Ce qu’il faut retenir immédiatement Depuis le 1er juillet 2022, les huissiers de justice et commissaires-priseurs judiciaires ont fusionné en une nouvelle profession unique : le commissaire de justice. Ce professionnel dispose de monopoles légaux absolus sur certaines missions (signification, saisies, expulsions). Mais pour le recouvrement amiable d’une créance — qui représente l’essentiel des dossiers d’impayés — il n’a aucun monopole : les agences de recouvrement spécialisées comme DCN Recouvrement sont souvent plus réactives, moins coûteuses et mieux adaptées à la préservation de la relation client. |
« Je vais envoyer un huissier » — cette expression, dans le langage courant, inspire encore crainte et respect. Mais depuis la réforme de 2022, c’est bien d’un commissaire de justice qu’il s’agit. Et cette confusion entre le commissaire de justice comme exécuteur forcé et comme prestataire de recouvrement amiable est à l’origine de nombreuses erreurs stratégiques et financières chez les créanciers. Ce guide vous dit exactement quand le commissaire de justice est indispensable, quand il ne l’est pas — et comment combiner intelligemment ses compétences avec celles d’une agence de recouvrement spécialisée.

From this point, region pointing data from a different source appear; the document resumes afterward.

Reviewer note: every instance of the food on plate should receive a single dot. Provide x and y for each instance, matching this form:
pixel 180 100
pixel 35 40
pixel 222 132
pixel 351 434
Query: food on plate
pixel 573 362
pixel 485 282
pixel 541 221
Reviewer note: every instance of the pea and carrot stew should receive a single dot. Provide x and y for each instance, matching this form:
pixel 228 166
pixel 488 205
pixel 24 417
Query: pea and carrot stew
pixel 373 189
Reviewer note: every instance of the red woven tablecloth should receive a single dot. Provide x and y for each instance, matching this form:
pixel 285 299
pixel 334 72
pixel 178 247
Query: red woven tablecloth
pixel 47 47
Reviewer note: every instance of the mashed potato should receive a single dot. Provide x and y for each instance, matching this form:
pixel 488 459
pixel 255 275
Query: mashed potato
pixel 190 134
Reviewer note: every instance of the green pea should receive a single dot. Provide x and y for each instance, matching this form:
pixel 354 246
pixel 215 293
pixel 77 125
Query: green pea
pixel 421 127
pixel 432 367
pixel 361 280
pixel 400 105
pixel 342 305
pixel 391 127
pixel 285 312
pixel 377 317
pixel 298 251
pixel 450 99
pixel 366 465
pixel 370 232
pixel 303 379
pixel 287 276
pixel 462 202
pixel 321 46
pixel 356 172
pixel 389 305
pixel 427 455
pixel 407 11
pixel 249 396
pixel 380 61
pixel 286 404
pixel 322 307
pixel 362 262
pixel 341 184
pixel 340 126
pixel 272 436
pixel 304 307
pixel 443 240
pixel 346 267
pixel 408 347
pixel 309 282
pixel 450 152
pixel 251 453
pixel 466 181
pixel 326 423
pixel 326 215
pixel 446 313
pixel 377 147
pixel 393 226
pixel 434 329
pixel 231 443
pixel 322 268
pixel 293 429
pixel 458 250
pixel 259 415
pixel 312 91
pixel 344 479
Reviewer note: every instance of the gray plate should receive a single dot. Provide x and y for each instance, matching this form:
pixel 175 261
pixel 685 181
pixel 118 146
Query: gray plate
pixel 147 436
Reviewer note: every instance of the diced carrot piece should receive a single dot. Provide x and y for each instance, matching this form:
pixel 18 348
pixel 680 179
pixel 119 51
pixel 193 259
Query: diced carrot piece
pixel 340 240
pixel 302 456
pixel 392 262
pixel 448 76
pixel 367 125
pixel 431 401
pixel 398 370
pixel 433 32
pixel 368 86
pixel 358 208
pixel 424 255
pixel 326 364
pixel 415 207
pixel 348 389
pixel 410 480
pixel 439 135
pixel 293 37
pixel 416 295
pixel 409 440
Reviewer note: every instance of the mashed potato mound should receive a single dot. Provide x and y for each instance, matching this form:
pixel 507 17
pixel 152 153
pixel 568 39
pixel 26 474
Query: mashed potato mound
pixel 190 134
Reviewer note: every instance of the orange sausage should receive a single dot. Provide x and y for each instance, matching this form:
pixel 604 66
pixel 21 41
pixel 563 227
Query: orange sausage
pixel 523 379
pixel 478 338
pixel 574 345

Depuis le 1er juillet 2022, en application de la loi Macron (ordonnance du 2 juin 2016), les professions d’huissier de justice et de commissaire-priseur judiciaire ont fusionné en une seule et même profession réglementée : le commissaire de justice. La Chambre nationale des commissaires de justice (CNCJ) en est l’instance ordinale depuis 2019.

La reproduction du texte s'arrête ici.